Eu o desafio a ouvir a voz interior que fala em sua vida. A sonhar sonhos jamais concebidos. A perceber caminhos que nunca foram trilhados. Por que vivemos aprisionados, como pássaros que nasceram para o céu, mas acostumados que estão com as gaiolas, sentem-se bem nelas, mesmo tendo poder de abrí-las para voar. Por que? Por que nos rendermos às vontades daqueles que têm vocações diferentes das nossas e, por essa razão, fazem de tudo para se utilizar das massas para, na verdade, usá-las para o cumprimento de seus próprios sonhos e projetos ambiciosos ?
Há, na sociedade, um processo semelhante ao que se faz com um animal selvagem nos circos. Eles são tirados de seus habitats naturais, desvirtuados de seus instintos e vontades, e passam por um processo que eles chamam de “domesticação”. Isso nada mais é do que fazer com ele perca sua essência a fim de amoldar-se aos caprichos do ser humano. Isso é maldade disfarçada de entretenimento. Isso é feito também conosco a cada dia, em cada espaço onde há hierarquia de posições, ou pela sociedade envolvente. Lya Luft afirma que:
“Queiram os deuses que nesse processo de domesticação a gente consiga preservar a capacidade de sonhar. Pois a utopia será o terreno da nossa liberdade. Ou acabaremos como focas treinadas cumprindo corretamente nossas tarefas, mas soterrando aquilo que chamamos psique, self, eu, ou simplesmente alma. Seremos roídos pela futilidade, tão mortal quanto a pior doença: ataca a alma, deixando-a porosa e quebradiça como certos esqueletos. A alma com osteoporose.” (pp 24)

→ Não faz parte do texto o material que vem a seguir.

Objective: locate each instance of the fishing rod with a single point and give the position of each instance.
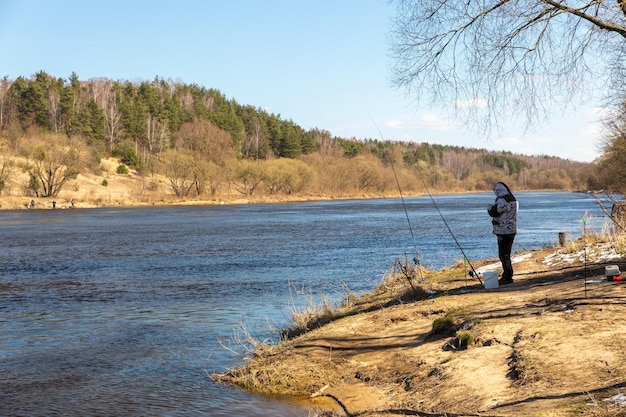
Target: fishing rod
(472, 272)
(406, 212)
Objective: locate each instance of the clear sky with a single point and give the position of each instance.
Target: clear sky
(322, 63)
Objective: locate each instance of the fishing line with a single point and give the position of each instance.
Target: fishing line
(406, 212)
(473, 272)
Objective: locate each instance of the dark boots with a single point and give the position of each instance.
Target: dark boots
(507, 275)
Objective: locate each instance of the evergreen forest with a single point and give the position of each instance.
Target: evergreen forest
(194, 143)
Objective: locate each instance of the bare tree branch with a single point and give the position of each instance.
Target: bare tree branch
(485, 59)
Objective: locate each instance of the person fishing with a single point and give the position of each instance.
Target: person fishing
(504, 220)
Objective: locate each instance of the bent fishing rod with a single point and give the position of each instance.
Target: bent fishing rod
(416, 260)
(472, 272)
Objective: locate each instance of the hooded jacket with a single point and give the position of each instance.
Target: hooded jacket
(503, 211)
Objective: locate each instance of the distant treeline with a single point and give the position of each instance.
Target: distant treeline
(203, 142)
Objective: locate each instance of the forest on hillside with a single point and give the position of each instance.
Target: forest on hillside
(204, 145)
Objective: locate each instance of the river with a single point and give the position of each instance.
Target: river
(107, 312)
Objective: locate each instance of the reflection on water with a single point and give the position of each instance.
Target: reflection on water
(123, 312)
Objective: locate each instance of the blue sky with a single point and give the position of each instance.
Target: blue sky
(322, 63)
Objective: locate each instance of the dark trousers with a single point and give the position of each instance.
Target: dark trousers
(505, 244)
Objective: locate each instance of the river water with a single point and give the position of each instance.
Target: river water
(107, 312)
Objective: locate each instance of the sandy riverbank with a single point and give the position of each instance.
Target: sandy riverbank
(547, 345)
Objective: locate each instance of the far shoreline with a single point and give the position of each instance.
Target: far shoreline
(63, 203)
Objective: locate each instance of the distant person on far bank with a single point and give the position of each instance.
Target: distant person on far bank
(504, 220)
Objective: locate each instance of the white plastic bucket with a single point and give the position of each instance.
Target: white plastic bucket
(490, 278)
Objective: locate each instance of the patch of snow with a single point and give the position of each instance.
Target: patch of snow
(598, 253)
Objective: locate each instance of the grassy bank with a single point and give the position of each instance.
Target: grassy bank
(551, 344)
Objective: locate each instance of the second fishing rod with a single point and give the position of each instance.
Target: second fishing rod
(472, 272)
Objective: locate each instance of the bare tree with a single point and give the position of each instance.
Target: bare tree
(487, 58)
(5, 84)
(6, 172)
(52, 167)
(54, 110)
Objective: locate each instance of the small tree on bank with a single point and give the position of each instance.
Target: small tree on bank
(50, 168)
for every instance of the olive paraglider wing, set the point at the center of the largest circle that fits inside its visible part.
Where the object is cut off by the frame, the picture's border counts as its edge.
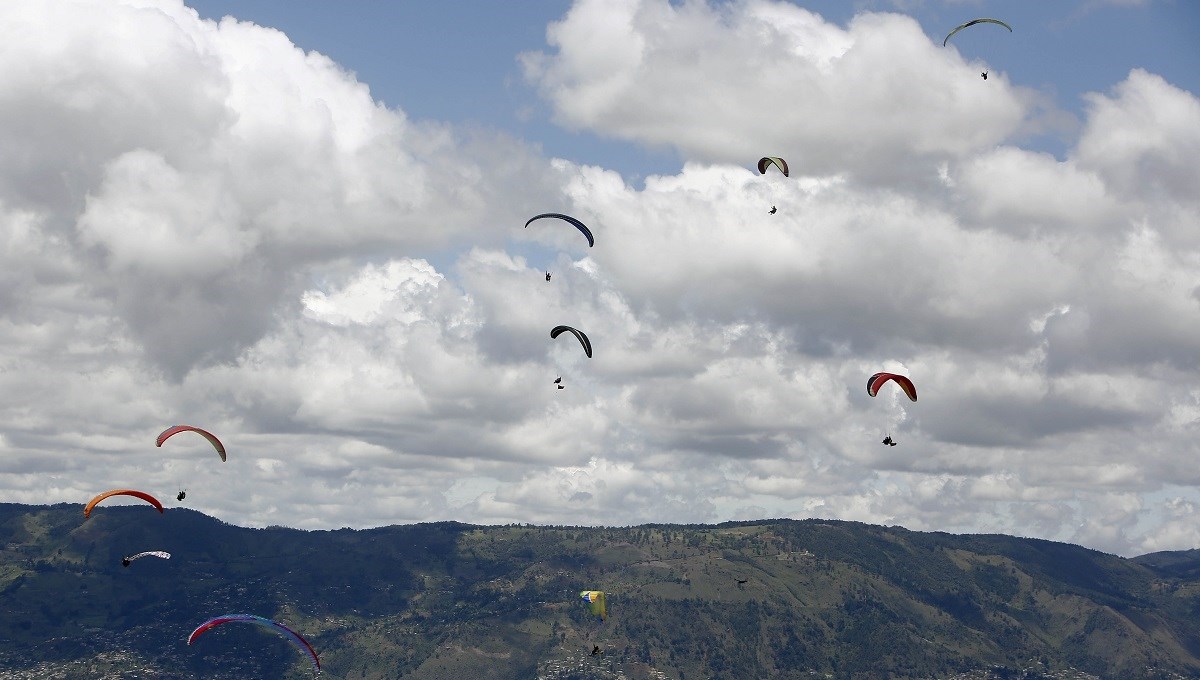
(570, 220)
(768, 161)
(973, 22)
(294, 637)
(175, 429)
(143, 495)
(583, 340)
(875, 381)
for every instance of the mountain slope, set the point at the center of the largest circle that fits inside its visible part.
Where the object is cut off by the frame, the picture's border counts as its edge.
(447, 600)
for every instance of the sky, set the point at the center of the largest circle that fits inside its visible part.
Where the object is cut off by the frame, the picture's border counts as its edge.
(301, 227)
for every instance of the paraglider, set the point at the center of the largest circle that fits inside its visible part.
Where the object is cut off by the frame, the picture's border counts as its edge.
(875, 381)
(293, 637)
(143, 495)
(583, 340)
(175, 429)
(126, 560)
(973, 22)
(768, 161)
(595, 603)
(570, 220)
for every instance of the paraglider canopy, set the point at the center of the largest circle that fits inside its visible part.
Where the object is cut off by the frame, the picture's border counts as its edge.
(568, 218)
(768, 161)
(973, 22)
(595, 602)
(161, 554)
(294, 637)
(143, 495)
(875, 381)
(175, 429)
(583, 340)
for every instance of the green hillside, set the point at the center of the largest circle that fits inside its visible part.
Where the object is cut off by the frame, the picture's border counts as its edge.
(820, 599)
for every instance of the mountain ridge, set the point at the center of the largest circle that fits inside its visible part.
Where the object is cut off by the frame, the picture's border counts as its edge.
(761, 599)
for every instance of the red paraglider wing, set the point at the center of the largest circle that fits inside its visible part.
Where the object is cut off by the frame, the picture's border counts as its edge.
(143, 495)
(172, 431)
(294, 637)
(875, 381)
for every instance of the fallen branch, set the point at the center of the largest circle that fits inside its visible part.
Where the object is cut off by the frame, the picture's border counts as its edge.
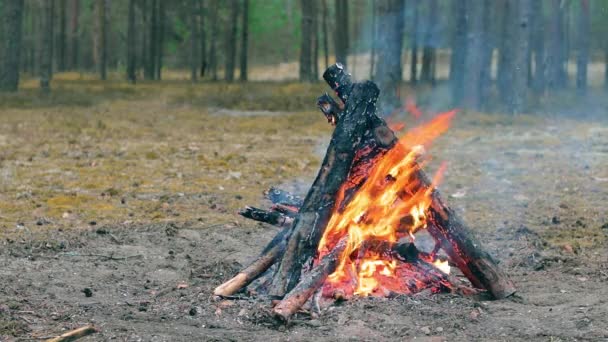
(75, 334)
(309, 283)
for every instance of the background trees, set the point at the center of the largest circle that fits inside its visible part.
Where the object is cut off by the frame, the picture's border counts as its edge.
(481, 47)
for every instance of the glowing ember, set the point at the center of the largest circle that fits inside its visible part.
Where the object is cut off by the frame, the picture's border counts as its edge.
(391, 204)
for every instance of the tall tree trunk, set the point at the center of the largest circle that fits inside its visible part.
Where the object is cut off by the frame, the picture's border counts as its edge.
(306, 41)
(474, 56)
(342, 27)
(519, 71)
(102, 37)
(555, 63)
(372, 57)
(213, 44)
(131, 58)
(244, 40)
(12, 17)
(538, 46)
(74, 34)
(315, 41)
(46, 46)
(231, 42)
(414, 39)
(427, 74)
(389, 69)
(193, 41)
(583, 47)
(150, 68)
(459, 51)
(160, 40)
(325, 34)
(62, 41)
(203, 35)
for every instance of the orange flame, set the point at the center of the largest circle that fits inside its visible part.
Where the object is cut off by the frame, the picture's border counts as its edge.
(390, 204)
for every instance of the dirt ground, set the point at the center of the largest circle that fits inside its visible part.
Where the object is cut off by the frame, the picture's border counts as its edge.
(120, 211)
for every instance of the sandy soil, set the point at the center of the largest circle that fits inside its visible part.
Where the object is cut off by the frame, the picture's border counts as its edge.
(141, 260)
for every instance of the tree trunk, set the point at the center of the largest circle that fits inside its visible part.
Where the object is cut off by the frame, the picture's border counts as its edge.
(102, 39)
(193, 41)
(231, 42)
(427, 74)
(149, 69)
(12, 17)
(538, 46)
(474, 56)
(583, 47)
(202, 32)
(325, 34)
(74, 15)
(414, 39)
(459, 51)
(244, 40)
(488, 42)
(62, 41)
(389, 69)
(213, 46)
(46, 46)
(131, 58)
(341, 40)
(160, 40)
(519, 71)
(374, 44)
(306, 41)
(555, 63)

Ouse ser quem você é. Ouse ser aquilo que você acredita que deva ser. Ouse fazer e realizar aquilo que você acredita que é sua vocação. Porém, não caminhe sozinho. Busque a Deus e também conselheiros, mentores. Não qualquer um. Apenas aqueles que são realmente sábios.
“Sair do estabelecido e habitual, mesmo ruim, é sempre pertubador.

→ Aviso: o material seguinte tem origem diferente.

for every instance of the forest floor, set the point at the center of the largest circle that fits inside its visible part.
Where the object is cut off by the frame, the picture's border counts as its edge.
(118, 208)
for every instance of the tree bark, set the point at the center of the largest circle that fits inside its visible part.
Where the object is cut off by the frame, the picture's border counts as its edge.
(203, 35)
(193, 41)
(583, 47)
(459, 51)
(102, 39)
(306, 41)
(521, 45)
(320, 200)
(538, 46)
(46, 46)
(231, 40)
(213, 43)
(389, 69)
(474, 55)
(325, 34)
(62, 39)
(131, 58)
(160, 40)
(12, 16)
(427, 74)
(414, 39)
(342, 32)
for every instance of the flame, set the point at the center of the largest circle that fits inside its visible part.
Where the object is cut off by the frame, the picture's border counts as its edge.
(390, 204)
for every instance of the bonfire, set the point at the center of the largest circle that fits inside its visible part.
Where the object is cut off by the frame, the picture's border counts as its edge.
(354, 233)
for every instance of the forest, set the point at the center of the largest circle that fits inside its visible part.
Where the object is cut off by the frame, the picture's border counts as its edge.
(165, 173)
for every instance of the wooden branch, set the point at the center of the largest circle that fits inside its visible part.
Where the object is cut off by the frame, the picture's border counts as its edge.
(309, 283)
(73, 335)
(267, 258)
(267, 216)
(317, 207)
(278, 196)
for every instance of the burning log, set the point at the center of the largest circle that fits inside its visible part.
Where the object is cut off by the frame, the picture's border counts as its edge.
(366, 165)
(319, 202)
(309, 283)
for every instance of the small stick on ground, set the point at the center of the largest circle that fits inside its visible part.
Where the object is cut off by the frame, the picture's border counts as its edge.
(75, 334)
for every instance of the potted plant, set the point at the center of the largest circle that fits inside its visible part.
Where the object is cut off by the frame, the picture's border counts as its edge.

O desejo de ser mais livre é forte. O medo de sair da situação conhecida, por pior que ela seja, pode ser maior ainda.”
Ouse caminhar para caminhos que só você pode trilhar, mesmo diante da incompreensão dos outros.
Com isso, julgamos perigoso o uso da mente e da auto-reflexão.
“Não gostamos de refletir e decidir: ‘se a gente parar para pensar, tudo desmorona’, me disse alguém. Temos receio de encontrar a ponta do fio dissimulada na confusão do novelo, e, puxando por ela, ver tudo se desmontar.
Mas pode ser positivo: poderíamos recolher os cacos e recomeçar. Quem sabe criar uma estrutura interior mais natural e boa do que essa em que nos fundamos, e baseados nela dar aos filhos um legado – e um recado – tranquilo e positivo, que não está em livros e nem em consultórios.” (Lya Luft, perdas e ganhos, pp 42)
Ouse sonhar e descobrir quem você é. Não se intimide a ir em busca de seus sonhos. Não seja apenas o que os outros desejam para você. Talvez você seja julgado como alguém esquisito, diferente, estranho. Mas, será feliz por ser você e não o que desejam que você seja. Será realizado por ter buscado o que crê e não por ter sido adestrado a buscar o que outros buscam.
Seja o que for, busque ser você, busque seus sonhos, caminhe os caminhos que estão propostos a você.